Brautigam Róbert [ARCHIVE] on Nostr: 📅 Original date posted:2012-01-24 📝 Original message:On 01/23/2012 06:50 PM, ...
📅 Original date posted:2012-01-24
📝 Original message:On 01/23/2012 06:50 PM, Mike Hearn wrote:
>> I double checked that the official (C++) client is indeed successful
>> here. Oddly enough the bitcoinj implementation also seems to fail to
>> verify this transaction, which seems to point in the direction of
>> BouncyCastle (which we both use).
>
> BitCoinJ does not verify signatures (it is an SPV implementation), so
> I'm not sure what you mean by this. Are you using old code? There used
> to be some stuff that checked signatures but it was removed some time
> ago.
Hi Mike,
Bitcoinj has a class named ECKey. I just hardwired it with a main() to
check the mentioned transaction's signature.

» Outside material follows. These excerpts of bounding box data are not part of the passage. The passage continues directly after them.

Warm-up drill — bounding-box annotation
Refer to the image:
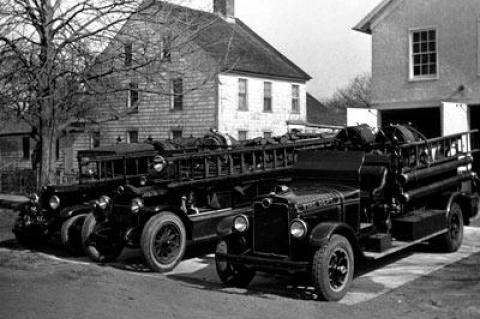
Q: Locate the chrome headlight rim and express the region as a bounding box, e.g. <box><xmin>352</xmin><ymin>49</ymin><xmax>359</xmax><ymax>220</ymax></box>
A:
<box><xmin>152</xmin><ymin>155</ymin><xmax>167</xmax><ymax>173</ymax></box>
<box><xmin>232</xmin><ymin>214</ymin><xmax>250</xmax><ymax>233</ymax></box>
<box><xmin>130</xmin><ymin>197</ymin><xmax>145</xmax><ymax>214</ymax></box>
<box><xmin>97</xmin><ymin>195</ymin><xmax>112</xmax><ymax>210</ymax></box>
<box><xmin>48</xmin><ymin>195</ymin><xmax>60</xmax><ymax>210</ymax></box>
<box><xmin>289</xmin><ymin>218</ymin><xmax>308</xmax><ymax>239</ymax></box>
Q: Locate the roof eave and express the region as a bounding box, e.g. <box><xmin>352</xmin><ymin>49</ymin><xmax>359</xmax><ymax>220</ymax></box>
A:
<box><xmin>352</xmin><ymin>0</ymin><xmax>395</xmax><ymax>34</ymax></box>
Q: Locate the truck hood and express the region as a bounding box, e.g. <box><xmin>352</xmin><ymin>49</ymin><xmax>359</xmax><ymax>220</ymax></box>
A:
<box><xmin>273</xmin><ymin>182</ymin><xmax>360</xmax><ymax>210</ymax></box>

I debugged the official client to get the exact data (hash, signed data
and public key). I checked signatures of transactions prior to the
mentioned one, all work, so the test code and the data I got are very
likely correct.
It might be that I'm using old bitcoinj code (I think it is 0.3, can't
find a version string anywhere), but I doubt that has any impact on the
ecc verification. Even if it did, I got my on code too, so what are the
odds that two implementations fail at the same point?
Anyway it would be helpful if someone just tried to run a verification
independently with the mentioned transaction (with BouncyCastle and with
openssl) and see whether he/she gets the same result.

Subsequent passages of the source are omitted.